A U.S. Air Force general is sounding the alarm about China’s improved anti-satellite weapons.
The Chinese regime launched a missile last July and claimed it was testing a ballistic missile defense system. A week later, however, the U.S. State Department revealed the missile test was actually for an experimental anti-satellite weapon.
This week, Air Force Lt. Gen. Jay Raymond confirmed that not only did the Chinese regime launch an anti-satellite weapon on July 23, 2014, but that the test was successful.
“Soon every satellite in every orbit will be able to be held at risk,” said Raymond on April 14, at the the annual Warfighters Lunch at the Space Symposium in Colorado Springs, according to the website Breaking Defense.
After the test last year, the State Department announced, “We call on China to refrain from destabilizing actions—such as the continued development and testing of destructive anti-satellite systems—that threaten the long-term security and sustainability of the outer space environment, on which all nations depend.”

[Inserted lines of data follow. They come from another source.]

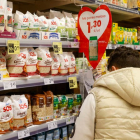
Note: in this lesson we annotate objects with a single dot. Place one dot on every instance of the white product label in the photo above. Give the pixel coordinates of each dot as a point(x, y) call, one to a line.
point(23, 133)
point(70, 120)
point(48, 81)
point(9, 85)
point(52, 125)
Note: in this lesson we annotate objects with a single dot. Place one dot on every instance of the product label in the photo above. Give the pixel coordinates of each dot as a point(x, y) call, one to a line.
point(41, 102)
point(1, 20)
point(49, 101)
point(9, 21)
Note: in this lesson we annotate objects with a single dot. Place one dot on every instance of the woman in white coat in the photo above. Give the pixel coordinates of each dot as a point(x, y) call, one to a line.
point(112, 109)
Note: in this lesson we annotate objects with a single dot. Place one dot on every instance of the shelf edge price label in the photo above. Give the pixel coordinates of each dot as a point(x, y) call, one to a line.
point(57, 47)
point(9, 85)
point(48, 81)
point(72, 82)
point(24, 133)
point(74, 44)
point(70, 120)
point(52, 125)
point(13, 46)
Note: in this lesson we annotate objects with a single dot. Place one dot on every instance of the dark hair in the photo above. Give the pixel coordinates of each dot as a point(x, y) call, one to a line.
point(123, 57)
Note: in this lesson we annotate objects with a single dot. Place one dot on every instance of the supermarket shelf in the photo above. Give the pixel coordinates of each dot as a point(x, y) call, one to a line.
point(35, 129)
point(36, 81)
point(114, 46)
point(39, 43)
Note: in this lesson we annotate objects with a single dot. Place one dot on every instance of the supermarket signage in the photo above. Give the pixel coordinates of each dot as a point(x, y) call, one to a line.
point(48, 81)
point(50, 36)
point(94, 29)
point(9, 85)
point(13, 46)
point(72, 82)
point(57, 47)
point(69, 120)
point(23, 133)
point(52, 125)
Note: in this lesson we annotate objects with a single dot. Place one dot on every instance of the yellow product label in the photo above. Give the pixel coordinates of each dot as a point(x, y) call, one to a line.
point(57, 47)
point(72, 82)
point(13, 46)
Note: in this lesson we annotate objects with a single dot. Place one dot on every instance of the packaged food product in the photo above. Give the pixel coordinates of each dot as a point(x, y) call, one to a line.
point(43, 23)
point(129, 34)
point(64, 133)
point(53, 24)
point(40, 13)
point(3, 6)
point(56, 134)
point(16, 63)
point(70, 104)
point(20, 106)
point(31, 62)
point(33, 21)
point(138, 33)
point(55, 64)
point(49, 106)
point(49, 135)
point(77, 103)
point(3, 68)
point(113, 33)
point(29, 111)
point(61, 23)
point(134, 36)
point(70, 26)
point(6, 115)
point(21, 21)
point(64, 63)
point(9, 20)
point(62, 106)
point(120, 39)
point(72, 66)
point(44, 61)
point(70, 128)
point(41, 136)
point(38, 108)
point(56, 113)
point(125, 36)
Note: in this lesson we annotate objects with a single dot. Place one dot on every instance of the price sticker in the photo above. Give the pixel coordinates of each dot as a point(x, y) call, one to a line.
point(52, 125)
point(9, 85)
point(70, 120)
point(74, 44)
point(48, 81)
point(24, 133)
point(72, 82)
point(13, 46)
point(57, 47)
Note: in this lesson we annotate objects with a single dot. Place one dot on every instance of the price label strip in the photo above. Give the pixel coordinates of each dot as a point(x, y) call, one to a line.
point(57, 47)
point(9, 85)
point(24, 133)
point(48, 81)
point(72, 82)
point(13, 46)
point(70, 120)
point(52, 125)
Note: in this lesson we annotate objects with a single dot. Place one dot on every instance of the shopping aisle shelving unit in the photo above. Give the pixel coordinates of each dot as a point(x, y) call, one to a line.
point(35, 129)
point(36, 81)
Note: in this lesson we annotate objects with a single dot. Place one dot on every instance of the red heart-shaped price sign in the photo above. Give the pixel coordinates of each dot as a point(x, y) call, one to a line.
point(94, 29)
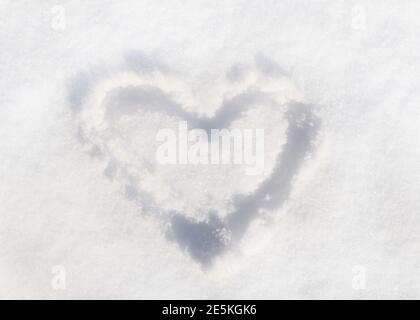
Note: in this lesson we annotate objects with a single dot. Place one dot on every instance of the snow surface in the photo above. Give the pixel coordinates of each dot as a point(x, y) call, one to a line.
point(353, 202)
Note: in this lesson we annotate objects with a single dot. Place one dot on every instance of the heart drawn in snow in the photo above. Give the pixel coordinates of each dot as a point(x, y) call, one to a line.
point(206, 209)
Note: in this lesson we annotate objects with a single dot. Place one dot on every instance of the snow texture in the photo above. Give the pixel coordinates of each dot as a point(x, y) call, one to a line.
point(86, 85)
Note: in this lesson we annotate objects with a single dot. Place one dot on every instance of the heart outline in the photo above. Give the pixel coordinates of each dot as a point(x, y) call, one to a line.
point(204, 240)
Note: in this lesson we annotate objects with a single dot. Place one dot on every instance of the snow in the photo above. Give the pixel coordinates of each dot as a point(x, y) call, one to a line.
point(353, 205)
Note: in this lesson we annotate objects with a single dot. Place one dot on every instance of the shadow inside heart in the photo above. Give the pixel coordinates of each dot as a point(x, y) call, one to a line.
point(205, 240)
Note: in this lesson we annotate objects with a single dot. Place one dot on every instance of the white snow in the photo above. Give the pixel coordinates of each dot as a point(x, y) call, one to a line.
point(353, 205)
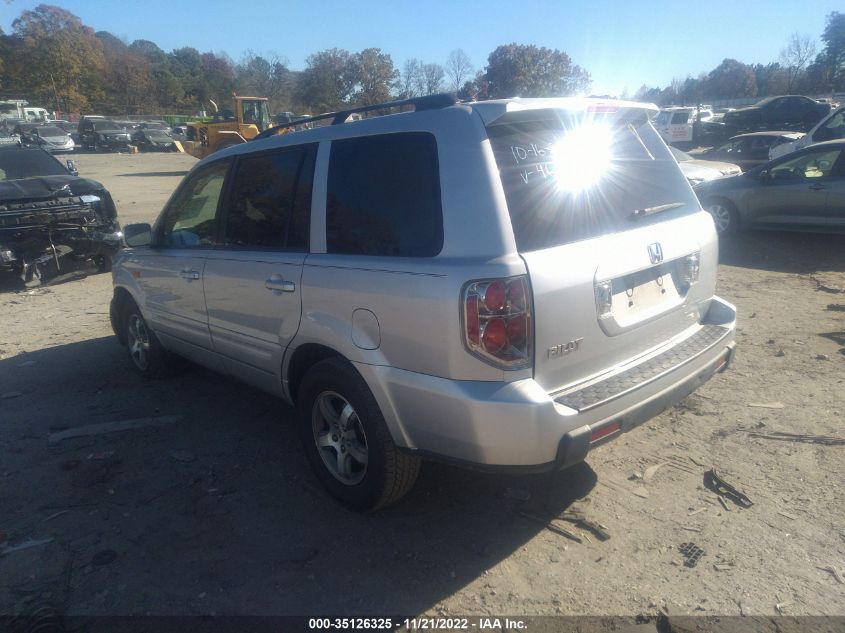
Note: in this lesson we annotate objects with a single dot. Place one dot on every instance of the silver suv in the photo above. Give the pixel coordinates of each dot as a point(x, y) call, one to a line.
point(503, 284)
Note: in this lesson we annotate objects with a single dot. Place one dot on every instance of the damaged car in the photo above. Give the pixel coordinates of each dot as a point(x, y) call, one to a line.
point(51, 220)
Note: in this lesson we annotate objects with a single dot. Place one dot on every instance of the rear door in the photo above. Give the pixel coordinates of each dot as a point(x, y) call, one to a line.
point(605, 221)
point(252, 280)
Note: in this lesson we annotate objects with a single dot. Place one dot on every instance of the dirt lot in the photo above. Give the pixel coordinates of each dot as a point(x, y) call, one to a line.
point(218, 512)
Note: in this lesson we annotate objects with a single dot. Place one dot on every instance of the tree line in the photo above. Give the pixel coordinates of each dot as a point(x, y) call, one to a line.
point(55, 61)
point(801, 68)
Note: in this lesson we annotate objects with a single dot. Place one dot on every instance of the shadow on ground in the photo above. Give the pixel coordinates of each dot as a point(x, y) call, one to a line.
point(799, 253)
point(219, 512)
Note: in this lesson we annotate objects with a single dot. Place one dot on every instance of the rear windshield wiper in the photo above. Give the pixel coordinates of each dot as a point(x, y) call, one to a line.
point(640, 213)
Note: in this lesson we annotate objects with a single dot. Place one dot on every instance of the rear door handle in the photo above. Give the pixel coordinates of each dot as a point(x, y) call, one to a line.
point(278, 284)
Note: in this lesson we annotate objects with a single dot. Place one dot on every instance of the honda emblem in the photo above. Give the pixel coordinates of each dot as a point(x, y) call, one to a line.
point(655, 253)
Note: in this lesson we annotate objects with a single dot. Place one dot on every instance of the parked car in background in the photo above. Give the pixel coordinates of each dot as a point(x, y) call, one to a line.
point(830, 128)
point(789, 112)
point(503, 284)
point(103, 134)
point(49, 215)
point(7, 138)
point(153, 140)
point(696, 170)
point(683, 126)
point(802, 190)
point(51, 138)
point(71, 128)
point(752, 149)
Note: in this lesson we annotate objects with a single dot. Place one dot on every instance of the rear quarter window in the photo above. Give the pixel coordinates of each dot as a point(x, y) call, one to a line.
point(383, 196)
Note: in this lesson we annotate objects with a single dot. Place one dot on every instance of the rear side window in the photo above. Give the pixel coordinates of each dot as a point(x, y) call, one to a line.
point(270, 202)
point(383, 196)
point(571, 177)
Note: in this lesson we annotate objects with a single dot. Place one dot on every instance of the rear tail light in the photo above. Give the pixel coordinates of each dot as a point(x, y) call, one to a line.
point(690, 267)
point(497, 321)
point(604, 298)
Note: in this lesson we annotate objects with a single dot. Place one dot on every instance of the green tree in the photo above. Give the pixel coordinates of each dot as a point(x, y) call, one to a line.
point(57, 58)
point(833, 55)
point(328, 81)
point(731, 80)
point(517, 70)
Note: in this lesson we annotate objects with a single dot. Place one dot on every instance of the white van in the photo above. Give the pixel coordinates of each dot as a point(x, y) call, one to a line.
point(677, 124)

Richard Fisher, a senior fellow at the International Assessment and Strategy Center, told Epoch Times at the time, “The State Department’s statement indicates to me this may be an additional test of the original anti-satellite system.”
The Chinese regime claimed the test did not destroy anything. Its anti-satellite weapon tests are particularly controversial, since it destroyed one of its own weather satellites in January 2007, which sent a cloud of dangerous debris barreling through orbit.
The Chinese regime has a history of trying to cover up tests for its anti-satellite weapons programs. For the test in July 2014, they claimed it was a missile defense test. For the test in May 2013, it claimed its anti-satellite test was a research rocket.